October 28, 2018 by Wayne Creed Leave a Comment

Sometimes you can’t figure out just what Donal Trump is thinking. When the administration stays on point, they have accomplished big wins with the economy and produced solid gains in places like Syria and North Korea. Ivanka Trump, with her work on the workforce training and education front, has emerged as a superstar. So, why would they feel the need to enter into a lose/lose battle over transgenderism?

A  new report that the Trump administration hopes to legally define a person’s sex at birth — an unchangeable condition determined by genitalia — has prompted an outcry among the transgender community.

Policy change could ultimately mean the end of civil rights protections for transgender people.

According to a memo obtained by the New York Times, the Department of Health and Human Services is spearheading the effort to come up with a legal definition of sex “on a biological basis that is clear, grounded in science, objective and administrable.”

Defining a person’s sex at birth is at odds with biologists’ research findings.1 in 1,500 to 1 in 2,000 newborns have atypical genitals, according to the Intersex Society of North America. “But a lot more people than that are born with subtler forms of sex anatomy variations,” INA says, “some of which won’t show up until later in life.”Researchers who study sex, gender identity, note that it is not helpful or accurate to narrowly define sex as a fixed condition based on a person’s genitalia or genetic makeup.

Human embryos start out with a set of gonads that have the potential to become testes or ovaries. At about eight weeks gestation, a single gene on the Y chromosome, called SRY, activates and sends a message to the gonads to become testes. In the absence of that functional SRY gene, an embryo develops ovaries, which don’t crank out hormones until puberty.

But the presence — or absence — of those hormones and their effect on the budding brain and genitals mean that they can develop independently of one another.

There are a number of steps that can lead to genitalia and bodies that don’t fall into either of two sharply delineated categories. If the Y chromosome lacks a functional SRY gene, the individual is genetically male but physiologically female.

Some babies born with male genitalia have an extra X chromosome, a condition that is known as Klinefelter syndrome. And in androgen insensitivity syndrome, a person has XY chromosomes but does not develop androgen receptors that bind to androgens. A baby with AIS might be born with a short vagina without a cervix, but undescended or partially descended testes.

Dr.
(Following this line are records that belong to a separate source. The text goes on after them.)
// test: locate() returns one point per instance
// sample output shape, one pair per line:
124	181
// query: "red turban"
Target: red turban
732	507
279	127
Sari Reisner, an epidemiologist and professor at Harvard Medical School and the Harvard T.H. Chan School of Public Health, expressed concern that discounting a person’s gender identity or gender expression could exacerbate existing health disparities among transgender and non-binary people.“By not accounting for someone’s gender, outside of biological binary, you’re missing a whole component of their health,” he said.“If you just go by sex, you’re not going to accurately capture health disparities,” he added. “That has implications for interventions and for health care delivery.”